Children a fifth of Gaza dead in Israeli bombardment, with nowhere to hide
Bombardment takes its toll on young Palestinians despite the Israeli military saying it is trying to spare civilians in attacks on Hamas targets
Sobbing and shaking, Ismail Abu Musallam leaned against the wall of a hospital, waiting for three of his children to be prepared for burial. They were killed as they slept when an Israeli tank shell hit their home, burying 11-year-old Ahmed, 14-year-old Walaa and 16-year-old Mohammed under debris in their beds.
His personal tragedy is not unique. The UN says children make up a fifth of the 341 Palestinians killed in 12 days of intense Israeli bombardment of the densely populated Gaza Strip, where half the 1.7 million people are under the age of 18.
The Israeli military says it is doing its utmost to spare civilians by urging residents to leave areas that are about to be shelled or bombed as Hamas targets. It accuses the Islamic militants of using civilians as human shields by firing rockets from civilian areas. But even if urged to evacuate, most Gazans have no safe place to go, rights activists say.
"If you are going to attack civilian structures in densely populated areas, of course you are going to see children killed," said Bill Van Esveld, a researcher for New York-based Human Rights Watch.
Seventy-five of those killed since fighting began on July 8 were under 18, according to a count based on information provided by Palestinian health official Ashraf al-Kidra. Forty-eight of the victims were under the age of 13. Many of them were killed in their own homes.
After a relative lull on Friday, violence picked up again in the evening, with intensifying tank shelling and air strikes killing more than a dozen people. Among them were eight members of a single family, including four children, killed by tank fire on their home in northern Gaza.
One incident drew particular outrage. Four cousins, aged nine to 11, were playing on the beach near Gaza City's harbour on Wednesday when a missile fired from an Israeli gunboat hit a nearby shack. The boys fled, but were killed by a second missile.
The images of small, bloodied bodies lying face down in the sand triggered harsh international criticism.
The Israeli military said Hamas operatives were the target, and promised to investigate.
Lieutenant Colonel Peter Lerner, a military spokesman, said that "Israel's efforts to try to minimise civilian casualties are unprecedented in the Western world", referring to its system of delivering evacuation warnings through text messages, automated calls and leaflets dropped from planes.
He said more than a dozen attacks were aborted when civilians were spotted in the area.
Like many in Beit Lahiya, Ismail Abu Musallam decided to remain in his apartment with his wife and seven children even as their neighbourhood came under intense artillery fire. Eventually, the children went to sleep. The oldest, Mohammed, was in one room, and little Ahmed and his sister Walaa in another, the 40-year-old carpenter said.

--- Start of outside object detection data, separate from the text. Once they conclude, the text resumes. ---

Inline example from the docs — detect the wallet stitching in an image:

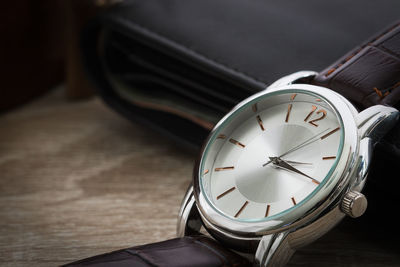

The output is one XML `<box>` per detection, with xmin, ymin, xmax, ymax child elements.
<box><xmin>114</xmin><ymin>17</ymin><xmax>269</xmax><ymax>85</ymax></box>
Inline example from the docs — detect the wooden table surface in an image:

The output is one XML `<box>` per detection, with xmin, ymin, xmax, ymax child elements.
<box><xmin>0</xmin><ymin>88</ymin><xmax>400</xmax><ymax>266</ymax></box>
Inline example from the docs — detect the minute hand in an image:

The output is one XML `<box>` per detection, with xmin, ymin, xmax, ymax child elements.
<box><xmin>278</xmin><ymin>128</ymin><xmax>331</xmax><ymax>158</ymax></box>
<box><xmin>263</xmin><ymin>128</ymin><xmax>330</xmax><ymax>167</ymax></box>
<box><xmin>270</xmin><ymin>157</ymin><xmax>319</xmax><ymax>184</ymax></box>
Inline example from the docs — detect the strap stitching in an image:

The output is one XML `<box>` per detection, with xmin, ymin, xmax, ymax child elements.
<box><xmin>193</xmin><ymin>239</ymin><xmax>245</xmax><ymax>266</ymax></box>
<box><xmin>124</xmin><ymin>249</ymin><xmax>157</xmax><ymax>267</ymax></box>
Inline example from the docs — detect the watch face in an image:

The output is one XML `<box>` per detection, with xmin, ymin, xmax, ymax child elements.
<box><xmin>197</xmin><ymin>90</ymin><xmax>344</xmax><ymax>221</ymax></box>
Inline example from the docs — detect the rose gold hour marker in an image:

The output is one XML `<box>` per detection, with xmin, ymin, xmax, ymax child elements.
<box><xmin>235</xmin><ymin>201</ymin><xmax>249</xmax><ymax>218</ymax></box>
<box><xmin>322</xmin><ymin>156</ymin><xmax>336</xmax><ymax>160</ymax></box>
<box><xmin>217</xmin><ymin>134</ymin><xmax>226</xmax><ymax>139</ymax></box>
<box><xmin>321</xmin><ymin>127</ymin><xmax>340</xmax><ymax>140</ymax></box>
<box><xmin>229</xmin><ymin>138</ymin><xmax>245</xmax><ymax>148</ymax></box>
<box><xmin>217</xmin><ymin>187</ymin><xmax>236</xmax><ymax>199</ymax></box>
<box><xmin>251</xmin><ymin>103</ymin><xmax>258</xmax><ymax>112</ymax></box>
<box><xmin>265</xmin><ymin>205</ymin><xmax>271</xmax><ymax>217</ymax></box>
<box><xmin>257</xmin><ymin>116</ymin><xmax>265</xmax><ymax>131</ymax></box>
<box><xmin>215</xmin><ymin>166</ymin><xmax>235</xmax><ymax>172</ymax></box>
<box><xmin>304</xmin><ymin>105</ymin><xmax>317</xmax><ymax>121</ymax></box>
<box><xmin>285</xmin><ymin>104</ymin><xmax>292</xmax><ymax>122</ymax></box>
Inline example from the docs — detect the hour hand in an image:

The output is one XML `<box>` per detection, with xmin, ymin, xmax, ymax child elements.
<box><xmin>269</xmin><ymin>157</ymin><xmax>319</xmax><ymax>184</ymax></box>
<box><xmin>284</xmin><ymin>159</ymin><xmax>312</xmax><ymax>165</ymax></box>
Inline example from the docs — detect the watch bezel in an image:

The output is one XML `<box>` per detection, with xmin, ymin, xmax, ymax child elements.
<box><xmin>193</xmin><ymin>84</ymin><xmax>359</xmax><ymax>237</ymax></box>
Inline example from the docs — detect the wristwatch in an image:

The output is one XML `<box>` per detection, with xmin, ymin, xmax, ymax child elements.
<box><xmin>69</xmin><ymin>19</ymin><xmax>400</xmax><ymax>266</ymax></box>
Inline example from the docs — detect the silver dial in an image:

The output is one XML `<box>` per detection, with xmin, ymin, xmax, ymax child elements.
<box><xmin>198</xmin><ymin>91</ymin><xmax>343</xmax><ymax>221</ymax></box>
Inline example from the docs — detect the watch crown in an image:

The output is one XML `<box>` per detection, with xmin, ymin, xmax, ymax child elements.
<box><xmin>341</xmin><ymin>190</ymin><xmax>368</xmax><ymax>218</ymax></box>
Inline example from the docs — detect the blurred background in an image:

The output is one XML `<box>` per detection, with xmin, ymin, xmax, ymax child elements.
<box><xmin>0</xmin><ymin>0</ymin><xmax>116</xmax><ymax>113</ymax></box>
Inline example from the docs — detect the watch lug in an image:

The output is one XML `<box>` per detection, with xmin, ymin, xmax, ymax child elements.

At some point in the night, a tank shell hit the flat, burying the three children under debris. They were taken to a local hospital, where each was wrapped in a white shroud and placed in the morgue's refrigerator.
Surrounded at the hospital by a throng of relatives and his 15-year-old son Omar, the bereaved father fought back tears on Friday as he spoke of his children.
The sadness then turned to anger. "We are with the resistance," he said, referring to Hamas militants who helped provoke the Israeli assault by firing more than 1,500 rockets at Israel in close to two weeks. "Three children died and I can offer another three just to give Palestine its freedom."
Outside the hospital, Yousef Aliyan, 14, said he had walked from his nearby home to watch dead and wounded being brought to the hospital.
"This is not the first time we came under shelling attack," he said. "I'm used to it."